The European Union has warned Bulgaria, its poorest member, it could lose billions in EU aid and suffer hefty fines if the new government fails to stop fraud, government ministers said on Wednesday.
The new centre-right government has two months to tackle legal lapses by the previous cabinet to avoid losing access to 3.2 billion euros ($4.48 billion) in EU rural and farm aid, Farm Minister Miroslav Naidenov told a news conference.
The new centre-right cabinet, elected last July on pledges to clean up Bulgaria's image as the most corrupt EU state, also has a month to try to avert EU fines over illegal land swaps, Prime Minister Boiko Borisov told the same news conference.

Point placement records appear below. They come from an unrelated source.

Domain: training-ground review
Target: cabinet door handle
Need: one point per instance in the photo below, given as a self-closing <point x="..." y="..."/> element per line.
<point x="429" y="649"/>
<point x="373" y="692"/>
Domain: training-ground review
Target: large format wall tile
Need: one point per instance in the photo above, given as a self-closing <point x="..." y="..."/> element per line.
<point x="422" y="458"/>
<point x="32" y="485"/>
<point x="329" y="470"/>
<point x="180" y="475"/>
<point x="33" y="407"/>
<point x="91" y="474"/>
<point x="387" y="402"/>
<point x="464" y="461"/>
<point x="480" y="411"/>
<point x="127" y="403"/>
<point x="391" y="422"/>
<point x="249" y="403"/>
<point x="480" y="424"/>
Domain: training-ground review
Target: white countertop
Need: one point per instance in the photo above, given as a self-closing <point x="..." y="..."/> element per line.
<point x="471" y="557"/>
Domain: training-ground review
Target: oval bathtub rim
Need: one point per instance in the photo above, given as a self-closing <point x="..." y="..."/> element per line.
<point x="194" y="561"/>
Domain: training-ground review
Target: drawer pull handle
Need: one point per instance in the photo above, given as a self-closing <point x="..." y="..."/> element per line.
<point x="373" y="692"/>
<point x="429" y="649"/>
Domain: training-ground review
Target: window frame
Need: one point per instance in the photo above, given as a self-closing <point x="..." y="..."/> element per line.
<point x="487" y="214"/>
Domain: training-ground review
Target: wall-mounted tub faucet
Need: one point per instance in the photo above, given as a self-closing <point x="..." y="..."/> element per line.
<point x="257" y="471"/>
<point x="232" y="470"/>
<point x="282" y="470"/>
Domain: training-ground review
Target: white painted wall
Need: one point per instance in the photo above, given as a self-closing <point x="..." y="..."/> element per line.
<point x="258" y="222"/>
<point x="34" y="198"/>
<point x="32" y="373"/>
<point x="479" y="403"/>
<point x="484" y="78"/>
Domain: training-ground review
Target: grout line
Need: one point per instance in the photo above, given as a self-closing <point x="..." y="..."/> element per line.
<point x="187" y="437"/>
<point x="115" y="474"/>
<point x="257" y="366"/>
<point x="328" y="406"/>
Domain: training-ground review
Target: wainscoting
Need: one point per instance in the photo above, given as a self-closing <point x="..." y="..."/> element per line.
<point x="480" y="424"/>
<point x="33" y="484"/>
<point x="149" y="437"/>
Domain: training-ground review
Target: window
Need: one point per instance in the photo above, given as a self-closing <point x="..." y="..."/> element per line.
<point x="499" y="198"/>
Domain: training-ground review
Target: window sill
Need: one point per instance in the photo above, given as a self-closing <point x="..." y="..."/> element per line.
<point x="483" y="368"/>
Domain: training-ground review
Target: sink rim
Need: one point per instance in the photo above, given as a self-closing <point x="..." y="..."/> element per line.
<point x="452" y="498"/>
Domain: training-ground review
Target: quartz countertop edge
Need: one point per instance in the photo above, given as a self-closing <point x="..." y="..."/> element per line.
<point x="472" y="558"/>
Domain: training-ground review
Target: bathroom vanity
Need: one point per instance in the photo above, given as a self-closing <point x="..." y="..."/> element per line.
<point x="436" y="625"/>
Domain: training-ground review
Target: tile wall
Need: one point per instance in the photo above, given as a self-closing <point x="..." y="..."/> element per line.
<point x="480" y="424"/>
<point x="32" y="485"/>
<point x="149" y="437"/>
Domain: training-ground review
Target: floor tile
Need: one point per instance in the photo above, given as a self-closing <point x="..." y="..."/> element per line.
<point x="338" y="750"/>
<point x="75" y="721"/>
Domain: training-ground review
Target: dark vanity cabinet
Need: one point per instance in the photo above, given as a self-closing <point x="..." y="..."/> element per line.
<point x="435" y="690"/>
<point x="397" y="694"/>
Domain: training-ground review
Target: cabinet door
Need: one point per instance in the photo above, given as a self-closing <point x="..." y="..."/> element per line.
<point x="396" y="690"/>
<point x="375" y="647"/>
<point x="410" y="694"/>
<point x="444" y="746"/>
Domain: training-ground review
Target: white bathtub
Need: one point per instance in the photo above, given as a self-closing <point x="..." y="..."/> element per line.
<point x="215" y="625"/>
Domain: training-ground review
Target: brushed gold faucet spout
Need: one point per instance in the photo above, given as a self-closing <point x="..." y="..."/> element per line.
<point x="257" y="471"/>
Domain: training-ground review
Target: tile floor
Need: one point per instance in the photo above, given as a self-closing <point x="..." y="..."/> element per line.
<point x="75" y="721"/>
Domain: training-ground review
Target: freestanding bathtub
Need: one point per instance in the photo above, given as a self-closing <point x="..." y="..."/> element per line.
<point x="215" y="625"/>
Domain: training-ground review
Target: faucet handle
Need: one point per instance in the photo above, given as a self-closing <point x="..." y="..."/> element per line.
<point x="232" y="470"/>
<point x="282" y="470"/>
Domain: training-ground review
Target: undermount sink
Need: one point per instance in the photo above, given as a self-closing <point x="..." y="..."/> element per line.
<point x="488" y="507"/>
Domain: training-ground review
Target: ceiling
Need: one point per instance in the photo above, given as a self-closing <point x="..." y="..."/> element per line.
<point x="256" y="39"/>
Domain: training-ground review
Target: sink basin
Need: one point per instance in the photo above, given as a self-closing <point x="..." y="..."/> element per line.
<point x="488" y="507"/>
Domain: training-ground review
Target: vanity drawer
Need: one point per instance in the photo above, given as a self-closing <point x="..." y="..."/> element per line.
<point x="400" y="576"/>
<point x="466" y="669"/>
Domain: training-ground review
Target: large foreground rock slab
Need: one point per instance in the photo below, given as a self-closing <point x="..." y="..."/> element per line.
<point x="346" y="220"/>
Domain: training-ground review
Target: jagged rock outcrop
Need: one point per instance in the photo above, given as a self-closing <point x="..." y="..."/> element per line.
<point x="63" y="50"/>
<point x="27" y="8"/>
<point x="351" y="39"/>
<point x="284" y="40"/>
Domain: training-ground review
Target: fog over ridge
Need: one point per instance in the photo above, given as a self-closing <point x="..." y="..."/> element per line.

Borisov put the blame on the previous Socialist-led administration, widely accused of incompetence and failure to tackle rampant corruption and organised crime.
But political analysts say the new cabinet has done little in its first six months in office to put in place mechanisms to prevent fraud with EU aid, badly needed to help the recession-hit economy return to growth.
"Every Bulgarian must pay from their pocket for the fraud (committed by the previous cabinet)," Borisov said.
The EU executive Commission has sent a letter telling Sofia it faces fines of up to 126 million euros if it fails to prove that 15 swaps of state-owned forests for private land at lower than the market prices did not represent state aid.
Prosecutors have charged the former farm minister and a senior Farm Ministry official over the land swaps since the new government took office, but trials have not started yet.
Anti-fraud organisations have said the swaps of state land for fragmented low-quality private land were one of the most intolerable form of political corruption in the past four years and cost Bulgaria some 8 billion levs ($5.74 billion) in losses.
Naidenov said Brussels had also found shortcomings in the paperwork surrounding rural aid in 2008 and the first half of 2009, including irregularities in public procurement deals.
"The European Commission can actually block part or all the funds under the programme," Naidenov said, adding his team was already taking steps to avoid losing the aid.
Fed up with the soft approach of the previous government, Brussels cut Bulgaria's access to more than 500 million euros in mostly farm and road EU aid in 2008.
The EU unfroze most of the money last year to demonstrate support for the new cabinet but commentators said the initial trust would run out soon without tangible results.
"We are left with the impression that the policy in this sphere counts mainly on PR campaigns rather than an analysis of the problems and actions to tackle them," said Boriana Dimitrova of independent pollster Alpha Research.
Despite the cabinet's promise to speed up the use of 13 billion euros in aid it has been promised through 2013, Bulgaria still ranks last among 27-bloc members in absorbing EU funds.